Logos generated by three software. A) use plotnineSeqSuite to draw a probability logo, B) use ggseqlogo to draw a probability logo, C) use ggmsa to draw a probability logo

Feature comparison

This section will compare the features of existing similar R packages and Python packages. ggseqlogo and ggmsa have been introduced above. Logomaker is a recently released Python package which provides a programming API for drawing sequence logos.

Table 2 shows the features comparison between plotnineSeqSuite, ggseqlogo, Logomaker and ggmsa. Unlike ggseqlogo and ggmsa, the programming paradigm of plotnineSeqSuite and Logomaker is object-oriented. Each graph is represented by a Python class. Users can implement secondary development by changing the properties of objects or inheriting classes.

Table 2 Features comparison between plotnineSeqSuite, ggseqlogo and ggmsa

The framework library that plotnineSeqSuite relies on is plotnine while Logomaker relies on Matplotlib [35]. The framework library that ggseqlogo and ggmsa rely on is ggplot2. The programming styles of plotnineSeqSuite, ggseqlogo and ggmsa are all ggplot2 style while Logomaker is Matplotlib style. In terms of programming style, ggplot2 is easier to use than Matplotlib [42].

In addition to supporting standard nucleic acid and amino acid sequences, plotnineSeqSuite, Logomaker and ggseqlogo also support sequences consisting of numbers, other English letters, and special symbols. Unfortunately, ggmsa can only plot sequence logos in probability mode. However, plotnineSeqSuite, Logomaker and ggseqlogo can plot sequence logos in bits mode and probability mode, and both of them can even customize the height of the letter by passing a position-height matrix. plotnineSeqSuite and ggmsa can plot sequence alignment diagrams, sequence logos and sequence histograms, while ggseqlogo and Logomaker focuses only on sequence logos.

A case study

To introduce how plotnineSeqSuite works, we reproduce the work of Momont et al. as an example [43]. In their article, they used non-standard probability logos to show the results of data analysis.

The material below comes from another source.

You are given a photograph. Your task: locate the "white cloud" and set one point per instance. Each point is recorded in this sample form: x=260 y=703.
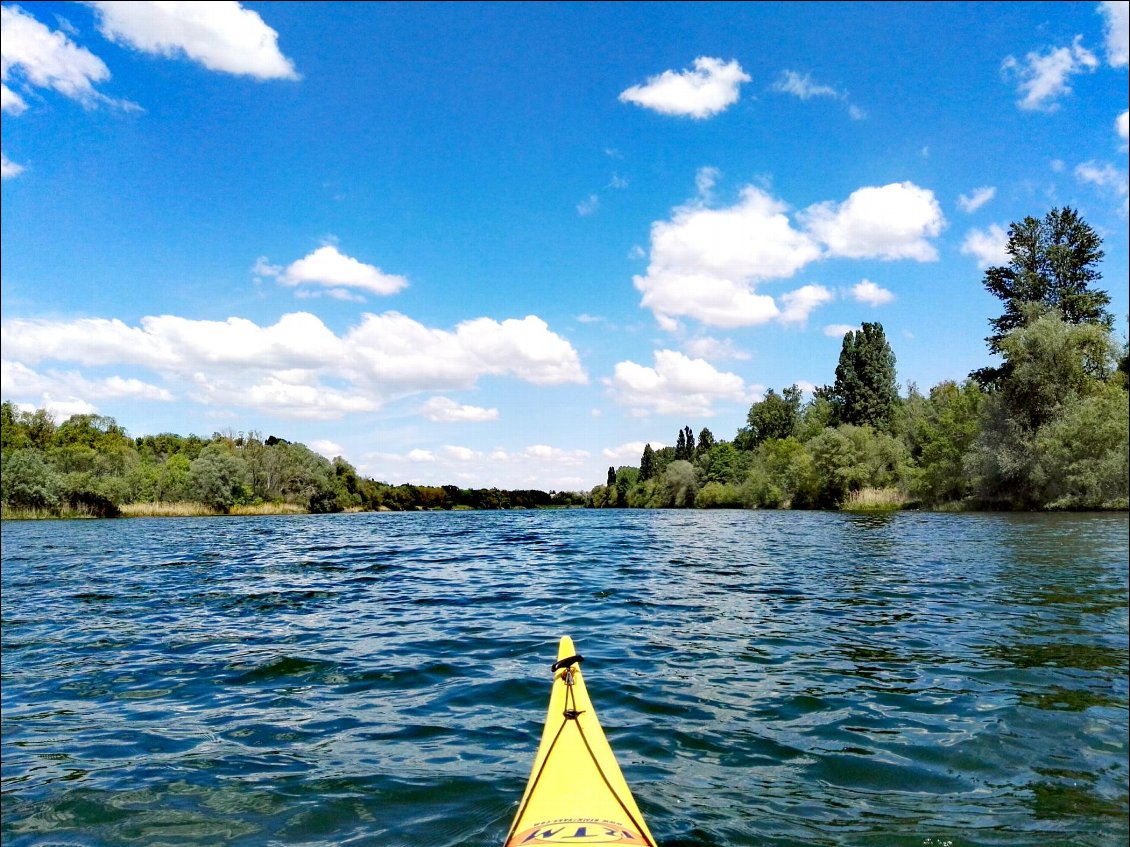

The original words are: “Logo plot amino acid conservation of SA, OSE, FNI9, FNI17, FNI19 and 1G01 epitopes based on available NA sequences from human seasonal H1N1 (n = 64,476) and H3N2 (n = 91,754) IAVs (h) and Victoria/ 2/87-like (n = 23,787) and Yamagata/16/88-like (n = 17,769) IBVs and Key contact residues are shown in red” [43].

Code [see Additional file 4] and instructions are below.

Step 1. The user needs to import the necessary modules of plotnine and plotnineSeqSuite, and simulate the generated data (the author does not publish the input data of the plot).

Step 2. Users need to modify the color scheme. The logo does not determine the fill color based on the value of the letter (Fig. 4A) but based on the position. For example, the letter R is red in the first position and gray in the seventh position (Fig. 4B). By default, plotnineSeqSuite do not provide an API for configuring such a color scheme. But plotnineSeqSuite is object-oriented, and the data source of geom_logo drawing is one of its properties. geom_logo can change the default color scheme by adjusting the property value and using the function scale_fill_manual().

Fig. 4
figure 4

Reproduce the logo. A) the probability reproduced logo base the default color scheme, B) the reproduced probability logo based a special color scheme

Step 3. The user uses the function theme() and guides() to adjust the style of the axis and generate a picture.

Conclusions

plotnineSeqSuite provides an all-in-one tool for drawing graphs related to gene sequences, which is developed based on plotnine (Python version of ggplot2). As a consequence, users can easily get started and do various DIY based on ggplot2 functions. In other words, plotnineSeqSuite unifies the drawing of graphs related to gene sequences in R and Python. Since this package is based on object-oriented development, users can inherit and encapsulate it easily.